# Better Data Science | Hyperparameter Tuning with GridSearch

- Library imports
- You'll use the Iris dataset for training and tuning

In [1]:
import pandas as pd
from sklearn.tree import DecisionTreeClassifier
from sklearn.model_selection import train_test_split, GridSearchCV
from sklearn.metrics import accuracy_score, confusion_matrix

iris = pd.read_csv('https://gist.githubusercontent.com/curran/a08a1080b88344b0c8a7/raw/0e7a9b0a5d22642a06d3d5b9bcbad9890c8ee534/iris.csv')
iris.head()

Unnamed: 0,sepal_length,sepal_width,petal_length,petal_width,species
0,5.1,3.5,1.4,0.2,setosa
1,4.9,3.0,1.4,0.2,setosa
2,4.7,3.2,1.3,0.2,setosa
3,4.6,3.1,1.5,0.2,setosa
4,5.0,3.6,1.4,0.2,setosa


- Separate the dataset on features (X) and target (y)
- Make the train/test split

In [6]:
X = iris.drop('species', axis=1)
y = iris['species']

X_train, X_test, y_train, y_test = train_test_split(X, y, test_size=0.25)

<br>

## Baseline model
- Model with default hyperparameters

In [7]:
model = DecisionTreeClassifier()
model.fit(X_train, y_train)
preds = model.predict(X_test)

print(f'Accuracy = {round(accuracy_score(y_test, preds), 2)}')
print()
print(confusion_matrix(y_test, preds))

Accuracy = 0.97

[[17  0  0]
 [ 0  7  1]
 [ 0  0 13]]


<br>

## Manual hyperparameter optimization - Method #1
- Declare parameter dictionaries beforehand
- Train and evaluate multiple models
- Can become really tedious really fast
- Not scalable

In [8]:
# 3 sets of hyperparameters
params_1 = {'criterion': 'gini', 'splitter': 'best', 'max_depth': 10}
params_2 = {'criterion': 'entropy', 'splitter': 'random', 'max_depth': 1000}
params_3 = {'criterion': 'gini', 'splitter': 'random', 'max_depth': 100}

# 3 separate models
model_1 = DecisionTreeClassifier(**params_1)
model_2 = DecisionTreeClassifier(**params_2)
model_3 = DecisionTreeClassifier(**params_3)
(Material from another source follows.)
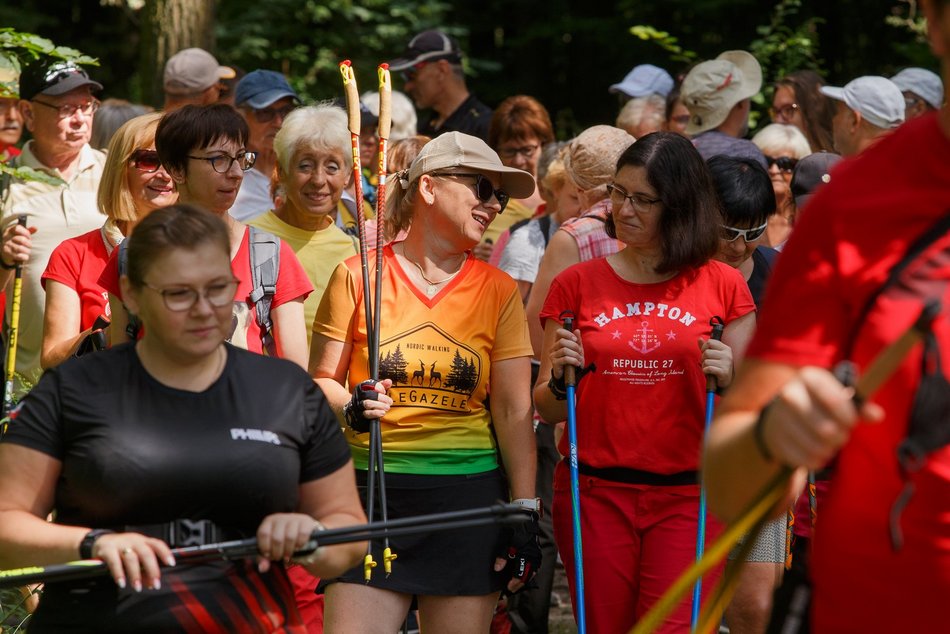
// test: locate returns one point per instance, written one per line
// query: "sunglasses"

model_1.fit(X_train, y_train)
model_2.fit(X_train, y_train)
model_3.fit(X_train, y_train)

# 3 separate prediction sets
preds_1 = model_1.predict(X_test)
preds_2 = model_3.predict(X_test)
preds_3 = model_2.predict(X_test)

print(f'Accuracy on Model 1 = {round(accuracy_score(y_test, preds_1), 5)}')
print(f'Accuracy on Model 2 = {round(accuracy_score(y_test, preds_2), 5)}')
print(f'Accuracy on Model 3 = {round(accuracy_score(y_test, preds_3), 5)}')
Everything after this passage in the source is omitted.